La souveraineté alimentaire doit aussi passer par une meilleure attractivité du métier d'agriculteur. Je pense particulièrement en cet instant aux arboriculteurs. Alors que le groupe Carrefour met en tête de gondole des pommes polonaises, nos arboriculteurs ne s'en sortent pas : il leur manque 20 centimes de marge. Les marges ne sont pas aujourd'hui à la hauteur des coûts de production.

Tout comme l'agriculture conventionnelle, l'agriculture biologique est confrontée à l'impossibilité de lutter contre les espèces invasives.
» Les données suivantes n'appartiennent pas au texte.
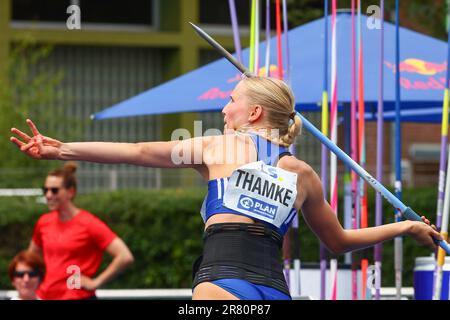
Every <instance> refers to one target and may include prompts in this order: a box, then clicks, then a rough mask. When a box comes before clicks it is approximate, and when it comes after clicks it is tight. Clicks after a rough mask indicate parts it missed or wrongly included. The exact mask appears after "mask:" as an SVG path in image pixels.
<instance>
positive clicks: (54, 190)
mask: <svg viewBox="0 0 450 320" xmlns="http://www.w3.org/2000/svg"><path fill="white" fill-rule="evenodd" d="M59 189H60V188H47V187H42V192H43V193H44V195H45V194H47V192H48V190H50V191H51V192H52V194H58V191H59Z"/></svg>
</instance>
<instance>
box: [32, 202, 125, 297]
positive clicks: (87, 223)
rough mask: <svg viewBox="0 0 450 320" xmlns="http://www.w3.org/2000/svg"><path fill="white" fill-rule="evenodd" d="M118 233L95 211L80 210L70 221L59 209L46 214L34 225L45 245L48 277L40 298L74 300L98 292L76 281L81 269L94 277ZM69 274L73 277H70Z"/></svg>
mask: <svg viewBox="0 0 450 320" xmlns="http://www.w3.org/2000/svg"><path fill="white" fill-rule="evenodd" d="M116 237H117V235H116V234H115V233H114V232H113V231H111V229H110V228H109V227H108V226H107V225H106V224H105V223H104V222H103V221H101V220H100V219H99V218H97V217H96V216H94V215H93V214H91V213H89V212H87V211H84V210H80V211H79V212H78V214H77V215H75V217H73V218H72V219H71V220H69V221H64V222H62V221H60V220H59V218H58V212H57V211H52V212H49V213H46V214H43V215H42V216H41V217H40V218H39V220H38V222H37V223H36V225H35V227H34V232H33V238H32V239H33V241H34V243H35V244H36V245H37V246H39V247H40V248H41V249H42V252H43V255H44V261H45V268H46V272H45V277H44V280H43V281H42V283H41V285H40V286H39V289H38V290H37V291H36V294H37V295H38V296H39V297H40V298H41V299H51V300H58V299H62V300H72V299H83V298H88V297H91V296H93V295H95V291H87V290H84V289H81V288H79V281H75V282H74V281H73V280H74V279H75V278H76V277H75V276H74V275H75V274H76V273H78V272H80V273H81V274H83V275H86V276H88V277H93V276H94V275H95V273H96V272H97V270H98V268H99V267H100V264H101V262H102V257H103V252H104V250H105V249H106V247H107V246H108V245H109V244H110V243H111V242H112V241H113V240H114V239H115V238H116ZM69 278H70V279H69Z"/></svg>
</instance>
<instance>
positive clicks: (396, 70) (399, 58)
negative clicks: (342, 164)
mask: <svg viewBox="0 0 450 320" xmlns="http://www.w3.org/2000/svg"><path fill="white" fill-rule="evenodd" d="M399 11H400V9H399V0H395V70H396V72H395V186H394V188H395V195H396V196H397V198H398V199H401V198H402V172H401V152H402V149H401V124H400V67H399V65H400V32H399V19H400V18H399V17H400V13H399ZM400 220H401V216H400V215H399V214H398V212H395V221H396V222H399V221H400ZM394 245H395V288H396V297H397V299H401V290H402V270H403V238H402V237H396V238H395V240H394Z"/></svg>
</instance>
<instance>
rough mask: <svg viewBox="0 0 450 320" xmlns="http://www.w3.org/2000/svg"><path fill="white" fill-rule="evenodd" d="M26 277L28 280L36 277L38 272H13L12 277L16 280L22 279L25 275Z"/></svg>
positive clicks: (21, 271)
mask: <svg viewBox="0 0 450 320" xmlns="http://www.w3.org/2000/svg"><path fill="white" fill-rule="evenodd" d="M26 274H27V275H28V276H29V277H30V278H34V277H38V276H39V271H37V270H32V271H14V277H16V278H23V277H24V276H25V275H26Z"/></svg>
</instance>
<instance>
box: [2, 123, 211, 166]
mask: <svg viewBox="0 0 450 320" xmlns="http://www.w3.org/2000/svg"><path fill="white" fill-rule="evenodd" d="M27 124H28V125H29V127H30V129H31V131H32V133H33V136H32V137H30V136H29V135H27V134H26V133H24V132H22V131H20V130H18V129H16V128H12V129H11V132H12V133H14V134H16V135H17V136H18V137H19V138H21V140H19V139H18V138H16V137H11V141H12V142H13V143H14V144H16V145H17V146H18V147H19V148H20V150H21V151H22V152H23V153H25V154H27V155H28V156H30V157H32V158H34V159H58V160H82V161H91V162H100V163H126V164H133V165H140V166H148V167H161V168H196V169H198V168H199V167H202V166H203V156H202V151H203V149H204V147H205V144H207V143H208V141H209V139H207V137H205V138H203V137H196V138H193V139H186V140H176V141H167V142H142V143H114V142H72V143H64V142H61V141H58V140H56V139H53V138H50V137H46V136H43V135H42V134H40V133H39V131H38V129H37V128H36V126H35V125H34V124H33V122H32V121H31V120H27Z"/></svg>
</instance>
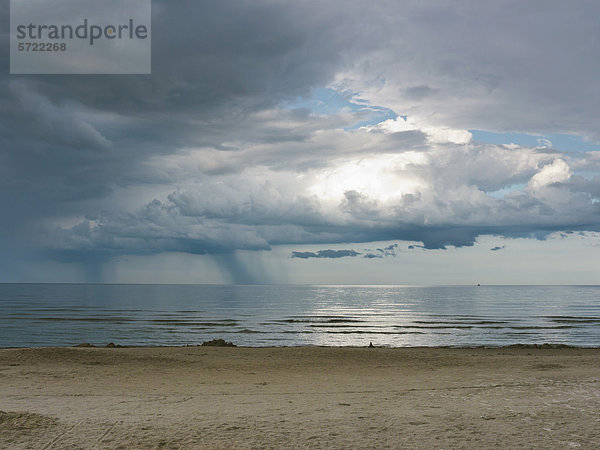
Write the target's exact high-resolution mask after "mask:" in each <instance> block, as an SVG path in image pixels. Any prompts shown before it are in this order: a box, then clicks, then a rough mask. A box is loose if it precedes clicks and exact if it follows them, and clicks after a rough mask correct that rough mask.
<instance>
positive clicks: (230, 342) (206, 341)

Alors que nombre de traitements sont homologués à l'échelle européenne, la France maintient, par le biais de l'Agence nationale de sécurité sanitaire de l'alimentation, de l'environnement et du travail (Anses), une interdiction générale de plusieurs traitements, y compris bio, qui se cantonne à des dérogations successives et envoie un message négatif aux clients.

Comme je l'ai souvent entendu dans les travées du salon international de l'agriculture voilà quelques heures maintenant : « En France, nous avons trop souvent le droit de manger ce que nous n'avons pas le droit de produire. » (Applaudissements sur les travées du groupe UC.)